Cassa del Mezzogiorno, Marotta ricorda: “Quelle valigie di denaro per corrompere”

Pubblicato il 8 Agosto 2010 - 13:15 OLTRE 6 MESI FA

La gente non aveva l’acqua nella case al Sud, ”invece arrivò questo grande fatto dalla Cassa…”, racconta innanzitutto un ‘guerriero’ della questione meridionale come Gerardo Marotta. La legge che istitui’ la Cassa del Mezzogiorno, il 10 agosto del 1950, secondo il giurista napoletano ”era quasi perfetta, aveva un difetto grave però: le concessioni”.

Se i primi 10 anni della Cassa del Mezzogiorno furono ”gloriosi”, il fondatore dell’Istituto per gli Studi filosofici non ha dimenticato il resto della storia. Ancora sospira: ”Quelle valigette cariche di banconote per corrompere i funzionari di turno, con la compiacenza dei politici corrotti…”. E le dighe inutili, come quella del Menta in Calabria: ”Devastarono clima e paesaggio della Magna Grecia”. Passa per la modernizzazione del Mezzogiorno la storia dell’appalto all’italiana.

Ne paghiamo oggi le conseguenze: ”La lievitazione del debito pubblico, dovuta a un magna magna che raggiunse le dimensioni del disastro”. La cassa è, insomma, un capitolo della vicenda che ”arriva oggi ai pali eolici”. Alla memoria dell’amministrativista tornano anche ”centinaia di contadini” che subirono le espropriazioni: ”Li difesi e vinsi, facendo approvare una legge per tutelare i fittavoli.
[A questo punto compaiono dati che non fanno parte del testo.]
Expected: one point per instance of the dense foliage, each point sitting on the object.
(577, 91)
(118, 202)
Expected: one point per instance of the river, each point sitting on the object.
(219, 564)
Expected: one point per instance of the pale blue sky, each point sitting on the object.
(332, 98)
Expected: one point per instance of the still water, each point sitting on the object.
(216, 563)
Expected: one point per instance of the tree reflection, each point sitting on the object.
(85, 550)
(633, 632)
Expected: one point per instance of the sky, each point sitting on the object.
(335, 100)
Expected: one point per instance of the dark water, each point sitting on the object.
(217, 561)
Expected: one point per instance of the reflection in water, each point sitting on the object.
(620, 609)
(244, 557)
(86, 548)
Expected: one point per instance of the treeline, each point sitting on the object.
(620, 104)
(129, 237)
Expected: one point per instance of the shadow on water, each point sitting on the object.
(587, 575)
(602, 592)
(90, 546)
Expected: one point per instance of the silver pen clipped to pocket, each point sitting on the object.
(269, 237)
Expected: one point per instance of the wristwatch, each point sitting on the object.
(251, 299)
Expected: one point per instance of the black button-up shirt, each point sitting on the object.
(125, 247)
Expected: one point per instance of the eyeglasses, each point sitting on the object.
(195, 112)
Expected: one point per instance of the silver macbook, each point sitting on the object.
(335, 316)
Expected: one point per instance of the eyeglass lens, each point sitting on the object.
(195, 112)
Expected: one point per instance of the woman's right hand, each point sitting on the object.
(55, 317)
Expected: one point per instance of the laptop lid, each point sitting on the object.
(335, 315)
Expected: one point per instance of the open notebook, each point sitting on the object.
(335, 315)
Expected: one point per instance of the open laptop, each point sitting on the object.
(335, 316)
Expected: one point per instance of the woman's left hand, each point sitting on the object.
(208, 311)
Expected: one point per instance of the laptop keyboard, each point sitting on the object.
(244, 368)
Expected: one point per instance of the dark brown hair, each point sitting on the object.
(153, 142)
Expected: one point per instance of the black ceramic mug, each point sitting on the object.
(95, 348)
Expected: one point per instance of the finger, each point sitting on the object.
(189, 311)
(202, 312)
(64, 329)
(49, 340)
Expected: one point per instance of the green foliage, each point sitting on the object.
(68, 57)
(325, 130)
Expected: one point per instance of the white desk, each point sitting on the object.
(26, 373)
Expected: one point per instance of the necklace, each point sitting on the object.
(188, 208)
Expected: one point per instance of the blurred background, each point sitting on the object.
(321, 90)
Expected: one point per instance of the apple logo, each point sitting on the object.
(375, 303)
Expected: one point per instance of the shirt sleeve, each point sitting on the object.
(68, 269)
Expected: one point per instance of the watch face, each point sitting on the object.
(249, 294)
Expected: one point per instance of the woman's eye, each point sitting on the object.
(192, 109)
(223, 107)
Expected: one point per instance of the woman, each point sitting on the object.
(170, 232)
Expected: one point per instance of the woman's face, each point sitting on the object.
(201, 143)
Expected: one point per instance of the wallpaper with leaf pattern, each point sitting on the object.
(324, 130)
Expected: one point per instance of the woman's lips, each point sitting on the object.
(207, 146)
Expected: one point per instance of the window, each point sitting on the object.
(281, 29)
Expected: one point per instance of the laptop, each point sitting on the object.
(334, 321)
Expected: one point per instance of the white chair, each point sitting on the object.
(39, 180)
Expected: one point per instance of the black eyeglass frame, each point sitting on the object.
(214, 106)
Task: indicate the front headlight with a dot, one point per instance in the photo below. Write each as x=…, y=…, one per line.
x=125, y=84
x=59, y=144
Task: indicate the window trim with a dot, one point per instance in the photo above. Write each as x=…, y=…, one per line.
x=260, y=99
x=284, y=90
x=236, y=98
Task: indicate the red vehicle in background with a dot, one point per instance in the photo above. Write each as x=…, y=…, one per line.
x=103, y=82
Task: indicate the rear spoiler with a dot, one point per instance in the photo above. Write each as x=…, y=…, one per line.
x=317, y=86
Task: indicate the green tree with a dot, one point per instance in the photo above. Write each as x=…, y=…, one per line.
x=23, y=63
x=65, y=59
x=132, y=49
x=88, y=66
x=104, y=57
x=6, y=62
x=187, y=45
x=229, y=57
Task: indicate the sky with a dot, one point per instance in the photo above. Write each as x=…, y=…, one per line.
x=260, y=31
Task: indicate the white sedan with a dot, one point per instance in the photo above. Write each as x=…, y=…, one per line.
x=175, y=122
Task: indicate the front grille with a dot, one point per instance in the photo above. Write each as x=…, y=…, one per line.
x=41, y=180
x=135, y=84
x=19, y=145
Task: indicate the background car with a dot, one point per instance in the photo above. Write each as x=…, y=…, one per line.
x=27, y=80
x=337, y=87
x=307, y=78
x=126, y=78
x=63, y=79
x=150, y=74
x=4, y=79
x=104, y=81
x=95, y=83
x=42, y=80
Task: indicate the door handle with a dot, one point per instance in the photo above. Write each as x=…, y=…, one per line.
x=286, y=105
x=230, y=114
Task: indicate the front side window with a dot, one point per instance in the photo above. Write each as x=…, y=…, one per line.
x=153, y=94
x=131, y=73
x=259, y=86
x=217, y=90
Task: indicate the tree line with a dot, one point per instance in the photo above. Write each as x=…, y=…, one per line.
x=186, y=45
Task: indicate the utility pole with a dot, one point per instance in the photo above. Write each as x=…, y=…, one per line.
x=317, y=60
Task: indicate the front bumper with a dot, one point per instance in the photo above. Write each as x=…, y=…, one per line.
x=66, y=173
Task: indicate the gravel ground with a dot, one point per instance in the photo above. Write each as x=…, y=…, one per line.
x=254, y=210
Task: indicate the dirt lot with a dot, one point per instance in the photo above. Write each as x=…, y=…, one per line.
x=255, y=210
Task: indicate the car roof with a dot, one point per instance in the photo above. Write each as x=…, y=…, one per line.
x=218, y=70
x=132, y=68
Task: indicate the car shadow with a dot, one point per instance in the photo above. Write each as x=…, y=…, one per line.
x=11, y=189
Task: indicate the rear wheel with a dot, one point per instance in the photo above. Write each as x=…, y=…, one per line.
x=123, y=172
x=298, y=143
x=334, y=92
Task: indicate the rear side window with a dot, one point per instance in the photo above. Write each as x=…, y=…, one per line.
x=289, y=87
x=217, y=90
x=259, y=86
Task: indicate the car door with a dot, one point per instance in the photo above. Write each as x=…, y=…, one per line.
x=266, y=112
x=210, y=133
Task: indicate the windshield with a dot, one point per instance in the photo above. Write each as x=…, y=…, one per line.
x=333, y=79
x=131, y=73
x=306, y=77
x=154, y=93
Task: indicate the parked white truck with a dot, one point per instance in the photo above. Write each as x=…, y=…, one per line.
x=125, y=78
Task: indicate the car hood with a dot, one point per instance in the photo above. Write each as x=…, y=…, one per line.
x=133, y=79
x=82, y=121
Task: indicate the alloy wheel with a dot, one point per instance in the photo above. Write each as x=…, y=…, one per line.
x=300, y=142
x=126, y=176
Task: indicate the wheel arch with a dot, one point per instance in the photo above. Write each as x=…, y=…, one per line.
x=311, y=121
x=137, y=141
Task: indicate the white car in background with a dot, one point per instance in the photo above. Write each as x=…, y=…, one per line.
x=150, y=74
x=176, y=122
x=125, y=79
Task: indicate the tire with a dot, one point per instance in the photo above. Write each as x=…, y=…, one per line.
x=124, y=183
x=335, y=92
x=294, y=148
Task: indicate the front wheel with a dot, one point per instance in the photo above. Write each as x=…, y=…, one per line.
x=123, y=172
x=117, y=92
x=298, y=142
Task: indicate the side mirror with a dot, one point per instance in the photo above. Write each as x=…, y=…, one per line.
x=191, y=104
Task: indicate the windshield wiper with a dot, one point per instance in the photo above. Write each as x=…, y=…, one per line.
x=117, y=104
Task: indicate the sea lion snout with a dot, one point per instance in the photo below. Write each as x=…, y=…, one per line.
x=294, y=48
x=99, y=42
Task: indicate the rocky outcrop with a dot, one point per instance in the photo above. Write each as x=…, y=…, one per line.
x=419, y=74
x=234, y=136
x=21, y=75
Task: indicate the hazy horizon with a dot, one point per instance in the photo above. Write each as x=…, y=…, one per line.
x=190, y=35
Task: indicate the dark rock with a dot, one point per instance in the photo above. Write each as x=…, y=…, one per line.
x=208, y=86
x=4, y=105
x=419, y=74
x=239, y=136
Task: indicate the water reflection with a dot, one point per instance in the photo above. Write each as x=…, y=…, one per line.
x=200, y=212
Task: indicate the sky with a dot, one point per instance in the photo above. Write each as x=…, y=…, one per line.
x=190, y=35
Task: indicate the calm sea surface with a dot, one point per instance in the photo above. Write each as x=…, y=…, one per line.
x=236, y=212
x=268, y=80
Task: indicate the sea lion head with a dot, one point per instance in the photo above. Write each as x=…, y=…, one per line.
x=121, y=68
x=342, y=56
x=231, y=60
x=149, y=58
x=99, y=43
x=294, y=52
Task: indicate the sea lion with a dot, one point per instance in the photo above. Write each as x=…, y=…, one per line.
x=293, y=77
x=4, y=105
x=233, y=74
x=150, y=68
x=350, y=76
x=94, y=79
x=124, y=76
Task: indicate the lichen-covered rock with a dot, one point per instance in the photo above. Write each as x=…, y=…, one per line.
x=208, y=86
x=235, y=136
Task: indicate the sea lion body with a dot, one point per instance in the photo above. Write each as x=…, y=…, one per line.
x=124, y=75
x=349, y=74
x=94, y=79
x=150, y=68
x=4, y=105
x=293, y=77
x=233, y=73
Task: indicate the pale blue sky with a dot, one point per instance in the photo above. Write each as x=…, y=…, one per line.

Scrissero con le luminarie, in un paese, ‘grazie Marotta”’.

Trenta anni di opere, investimenti e lotte. ”La Cassa fu una grande cosa per il Mezzogiorno – è la sentenza prima dei distinguo – ha fatto acquedotti, fognature in centinaia di comuni. Questa magnifica legge del 1950 prevedeva però che gli enti locali potessero evitare la gara: si potevano dare gli appalti attraverso trattative dirette in concessione”. C’e’ una postilla storica: ”Le concessioni erano regolate da una legge del ’29. All’epoca si giustificò la cosa, sostenendo che il ministro ai lavori pubblici era Mussolini: con la sua ‘lungimiranza’ avrebbe scelto le ditte adatte”.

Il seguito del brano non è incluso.